On 13 July 2020, the Home Office published further details on how the UK’s points-based immigration system will work from 1 January 2021. As set out in the Policy Statement published in February, anyone coming to the UK for work, including EU citizens, will need to demonstrate they meet a specific set of requirements for which they will score points. There is no overall cap on the number who can apply under the Skilled Worker route.

The key change to note is that any employer wishing to employ EU citizens will need to have a sponsor licence and pay the Immigration Skills Charge (£1,000 per worker per year). A sponsor licence will be needed to recruit both EU and non-EU citizens under most work routes. Checks will be made against sponsors (solvency checks are a new addition) and the applicable roles to ensure they are genuine.

Sponsor licences will be renamed as ‘Skilled Worker licences’ and ‘Intra-Company Transfer licences’. Existing Tier 2 (General) and Tier 2 (Intra-Company Transfer) sponsors will automatically be granted a new Skilled Worker or Intra-Company Licence with an expiry date consistent with their current licence, and receive an appropriate allocation of Certificates of Sponsorship (CoS).

For the skilled worker route (those who have a job offer from an approved sponsor):

  • From January 2021, the job will need to be at a required skill level of RQF3 or above (equivalent to A level); this has been reduced from degree level under the current system.

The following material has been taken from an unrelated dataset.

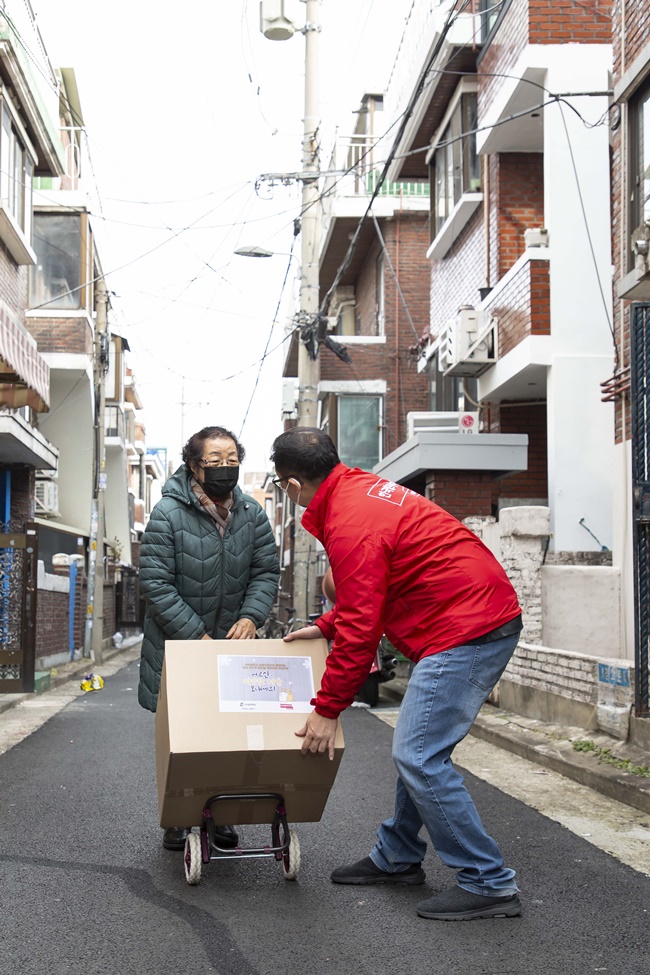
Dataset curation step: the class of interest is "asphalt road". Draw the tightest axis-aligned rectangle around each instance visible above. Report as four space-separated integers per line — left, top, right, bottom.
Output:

There will be an applicable English language requirement, as well as a relevant salary threshold (higher of £25,600 or typical rate for the job). Points may be ‘traded’ on specific characteristics if the salary threshold is not met (but must still be over £20,480). For example, if the job is in a shortage occupation or the worker has a PhD relevant to the job.


 For Intra-Company Transfers:

  • This route will require applicants to be in roles skilled to RQF6, and subject to a different minimum salary threshold from the main Skilled Worker route. It will not be subject to English language requirements, but will be subject to a requirement that the worker has been employed by the sending business for a minimum period prior to the transfer (12 months). The cooling off rules will be adjusted however to ensure the system makes more flexible provision for short term arrangements.

There will not be a general route for employers to recruit at or near the minimum wage.

For most migrants, it will be possible to switch from one immigration route to another without having to leave and re-enter the UK.

The published statement also covers details regarding:

  • New immigration routes – a new Health and Care Visa for key health professionals, and a new graduate route opening in Summer 2021 to allow international students to stay in the UK once they have completed their studies.
  • Highly Skilled Workers – a broader unsponsored route to be developed within the points based system to run alongside the employer-led system. This proposal is still being explored and will not open on 1 January 2021, however it seeks to allow a capped number of the most highly skilled workers to come to the UK without a job offer.
  • Biometric enrolment not necessary for EU citizens – Instead, a facial image can be provided via a smartphone app. Biometric enrolment is to be part of a longer term plan but is not yet a requirement. Non-EU citizens will need to continue to submit photos and digital finger prints at an overseas visa application centre.
  • EU and non-EU citizens will need to demonstrate their right to be in the UK (including their right to work). EU citizens will use an online service to prove their status, whereas non-EU citizens can continue to use a physical document (though some will be eligible to use the on-line checking service). Employers will need to be cautious that they are following the most up to date right to work processes for this which are set out here.
  • The existing Global Talent Scheme (which reformed and replaced the Tier 1 (Exceptional Talent) route from 20 February 2020), Start-up and Innovator (to attract entrepreneurial talent) routes are also set out in further detail and will be open to anyone, regardless of nationality.
  • Student routes – Are intended to ensure that the UK’s universities can welcome talented students to the UK.
  • Visitors – EU, EEA and Swiss citizens and other non-visa nationals will not require a visa to enter the UK when visiting the UK for up to 6 months.

 The implementation of the Points-Based System will be phased with further details to be published in due course.

In the meantime, those EU citizens resident in the UK by 31 December 2020 can still apply to settle in the UK through the EU Settlement Scheme until 30 June 2021.

Irish citizens will continue to be able to enter and live in the UK as they do now.